Correlation Between Xtrackers ShortDAX and Nabors Industries
Can any of the company-specific risk be diversified away by investing in both Xtrackers ShortDAX and Nabors Industries at the same time? Although using a correlation coefficient on its own may not help to predict future stock returns, this module helps to understand the diversifiable risk of combining Xtrackers ShortDAX and Nabors Industries into the same portfolio, which is an essential part of the fundamental portfolio management process.
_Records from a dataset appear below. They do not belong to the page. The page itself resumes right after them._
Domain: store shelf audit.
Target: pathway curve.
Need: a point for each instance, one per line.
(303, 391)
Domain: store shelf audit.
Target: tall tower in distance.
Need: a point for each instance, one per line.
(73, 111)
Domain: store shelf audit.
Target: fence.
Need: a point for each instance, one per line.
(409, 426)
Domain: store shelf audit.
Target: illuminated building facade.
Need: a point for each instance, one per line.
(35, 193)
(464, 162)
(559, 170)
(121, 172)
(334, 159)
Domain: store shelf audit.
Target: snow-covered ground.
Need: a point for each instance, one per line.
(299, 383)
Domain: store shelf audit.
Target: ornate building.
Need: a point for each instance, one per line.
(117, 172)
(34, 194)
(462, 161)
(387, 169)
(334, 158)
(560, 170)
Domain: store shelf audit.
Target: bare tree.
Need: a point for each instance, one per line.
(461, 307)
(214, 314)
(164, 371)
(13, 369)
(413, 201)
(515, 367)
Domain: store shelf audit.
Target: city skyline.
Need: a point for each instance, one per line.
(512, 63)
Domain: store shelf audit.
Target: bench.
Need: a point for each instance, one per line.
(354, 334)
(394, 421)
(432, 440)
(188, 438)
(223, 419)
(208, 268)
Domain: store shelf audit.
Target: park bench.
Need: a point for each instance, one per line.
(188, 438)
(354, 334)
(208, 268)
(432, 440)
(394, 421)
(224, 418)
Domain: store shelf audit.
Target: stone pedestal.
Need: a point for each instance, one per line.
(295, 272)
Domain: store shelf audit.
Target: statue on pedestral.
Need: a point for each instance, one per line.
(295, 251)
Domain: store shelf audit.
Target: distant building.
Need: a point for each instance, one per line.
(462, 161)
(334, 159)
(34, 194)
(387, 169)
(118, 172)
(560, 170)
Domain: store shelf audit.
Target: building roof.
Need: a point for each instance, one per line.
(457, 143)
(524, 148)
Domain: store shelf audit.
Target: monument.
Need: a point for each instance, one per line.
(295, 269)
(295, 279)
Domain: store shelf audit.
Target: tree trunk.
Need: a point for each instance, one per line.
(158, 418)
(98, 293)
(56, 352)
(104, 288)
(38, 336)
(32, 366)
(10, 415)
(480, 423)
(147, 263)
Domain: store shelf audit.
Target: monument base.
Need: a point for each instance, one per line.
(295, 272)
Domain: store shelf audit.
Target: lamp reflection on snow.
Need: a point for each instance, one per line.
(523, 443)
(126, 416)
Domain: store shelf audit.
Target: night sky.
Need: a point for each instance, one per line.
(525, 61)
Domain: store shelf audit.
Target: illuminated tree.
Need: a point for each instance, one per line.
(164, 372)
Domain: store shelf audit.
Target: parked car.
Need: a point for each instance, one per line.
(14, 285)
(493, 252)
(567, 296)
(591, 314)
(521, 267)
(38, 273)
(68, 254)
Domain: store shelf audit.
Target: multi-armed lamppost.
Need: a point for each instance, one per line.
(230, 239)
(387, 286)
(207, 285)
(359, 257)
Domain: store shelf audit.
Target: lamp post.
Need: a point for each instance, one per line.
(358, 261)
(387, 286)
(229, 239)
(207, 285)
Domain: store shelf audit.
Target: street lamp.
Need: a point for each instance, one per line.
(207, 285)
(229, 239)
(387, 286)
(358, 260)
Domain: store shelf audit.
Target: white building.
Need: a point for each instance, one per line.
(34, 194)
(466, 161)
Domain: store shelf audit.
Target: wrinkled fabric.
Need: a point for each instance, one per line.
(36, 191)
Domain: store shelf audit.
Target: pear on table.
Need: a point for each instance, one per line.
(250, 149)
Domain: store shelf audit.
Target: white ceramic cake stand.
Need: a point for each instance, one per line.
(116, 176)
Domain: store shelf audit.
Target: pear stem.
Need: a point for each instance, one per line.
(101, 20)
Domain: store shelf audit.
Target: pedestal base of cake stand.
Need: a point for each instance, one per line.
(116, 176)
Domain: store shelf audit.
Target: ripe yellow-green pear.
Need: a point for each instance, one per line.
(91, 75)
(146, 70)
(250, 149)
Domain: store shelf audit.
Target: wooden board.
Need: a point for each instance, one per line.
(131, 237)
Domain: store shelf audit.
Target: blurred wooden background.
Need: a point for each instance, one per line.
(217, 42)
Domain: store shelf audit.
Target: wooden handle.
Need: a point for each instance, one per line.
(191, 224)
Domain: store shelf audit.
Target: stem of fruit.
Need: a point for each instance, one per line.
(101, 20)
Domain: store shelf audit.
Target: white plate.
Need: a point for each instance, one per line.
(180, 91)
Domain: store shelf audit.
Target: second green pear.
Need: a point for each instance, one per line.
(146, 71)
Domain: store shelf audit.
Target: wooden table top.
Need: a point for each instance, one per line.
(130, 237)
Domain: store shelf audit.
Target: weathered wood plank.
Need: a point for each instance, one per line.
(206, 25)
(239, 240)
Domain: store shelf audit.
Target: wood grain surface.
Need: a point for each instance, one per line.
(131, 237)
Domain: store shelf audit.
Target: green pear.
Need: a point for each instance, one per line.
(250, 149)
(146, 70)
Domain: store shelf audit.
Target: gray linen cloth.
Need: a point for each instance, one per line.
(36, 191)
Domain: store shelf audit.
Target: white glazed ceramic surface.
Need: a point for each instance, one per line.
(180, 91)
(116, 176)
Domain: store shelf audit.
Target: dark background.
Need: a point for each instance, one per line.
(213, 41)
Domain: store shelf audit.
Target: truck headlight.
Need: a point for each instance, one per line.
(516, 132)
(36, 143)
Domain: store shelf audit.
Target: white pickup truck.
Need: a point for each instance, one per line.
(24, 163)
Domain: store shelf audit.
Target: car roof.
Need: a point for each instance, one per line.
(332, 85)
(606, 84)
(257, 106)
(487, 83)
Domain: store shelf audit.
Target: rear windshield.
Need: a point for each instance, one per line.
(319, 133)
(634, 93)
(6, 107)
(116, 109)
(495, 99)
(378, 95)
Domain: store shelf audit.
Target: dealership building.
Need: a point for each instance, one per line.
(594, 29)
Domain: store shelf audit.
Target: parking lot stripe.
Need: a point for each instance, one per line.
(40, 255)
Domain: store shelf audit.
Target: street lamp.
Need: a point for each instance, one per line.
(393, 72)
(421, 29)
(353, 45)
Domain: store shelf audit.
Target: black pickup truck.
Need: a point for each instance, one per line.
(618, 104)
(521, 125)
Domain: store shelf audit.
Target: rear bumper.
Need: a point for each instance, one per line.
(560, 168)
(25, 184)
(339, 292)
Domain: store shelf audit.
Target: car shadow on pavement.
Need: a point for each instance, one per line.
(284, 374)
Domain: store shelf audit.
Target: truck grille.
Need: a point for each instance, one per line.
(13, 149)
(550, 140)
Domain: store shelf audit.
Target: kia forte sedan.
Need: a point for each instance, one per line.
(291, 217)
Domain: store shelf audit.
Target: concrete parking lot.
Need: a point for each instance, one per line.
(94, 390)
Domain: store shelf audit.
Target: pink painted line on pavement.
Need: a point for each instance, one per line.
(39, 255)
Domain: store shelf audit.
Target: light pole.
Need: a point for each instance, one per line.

By analyzing existing cross correlation between Xtrackers ShortDAX and Nabors Industries, you can compare the effects of market volatilities on Xtrackers ShortDAX and Nabors Industries and check how they will diversify away market risk if combined in the same portfolio for a given time horizon. You can also utilize pair trading strategies of matching a long position in Xtrackers ShortDAX with a short position of Nabors Industries. Check out your portfolio center. Please also check ongoing floating volatility patterns of Xtrackers ShortDAX and Nabors Industries.
Diversification Opportunities for Xtrackers ShortDAX and Nabors Industries
-0.48 | Correlation Coefficient |
Very good diversification
The 3 months correlation between Xtrackers and Nabors is -0.48. Overlapping area represents the amount of risk that can be diversified away by holding Xtrackers ShortDAX and Nabors Industries in the same portfolio, assuming nothing else is changed. The correlation between historical prices or returns on Nabors Industries and Xtrackers ShortDAX is a relative statistical measure of the degree to which these equity instruments tend to move together. The correlation coefficient measures the extent to which returns on Xtrackers ShortDAX are associated (or correlated) with Nabors Industries. Values of the correlation coefficient range from -1 to +1, where. The correlation of zero (0) is possible when the price movement of Nabors Industries has no effect on the direction of Xtrackers ShortDAX i.e., Xtrackers ShortDAX and Nabors Industries go up and down completely randomly.
Pair Corralation between Xtrackers ShortDAX and Nabors Industries
Assuming the 90 days trading horizon Xtrackers ShortDAX is expected to under-perform the Nabors Industries. But the etf apears to be less risky and, when comparing its historical volatility, Xtrackers ShortDAX is 1.98 times less risky than Nabors Industries. The etf trades about -0.07 of its potential returns per unit of risk. The Nabors Industries is currently generating about 0.04 of returns per unit of risk over similar time horizon. If you would invest 6,800 in Nabors Industries on September 1, 2024 and sell it today you would earn a total of 100.00 from holding Nabors Industries or generate 1.47% return on investment over 90 days.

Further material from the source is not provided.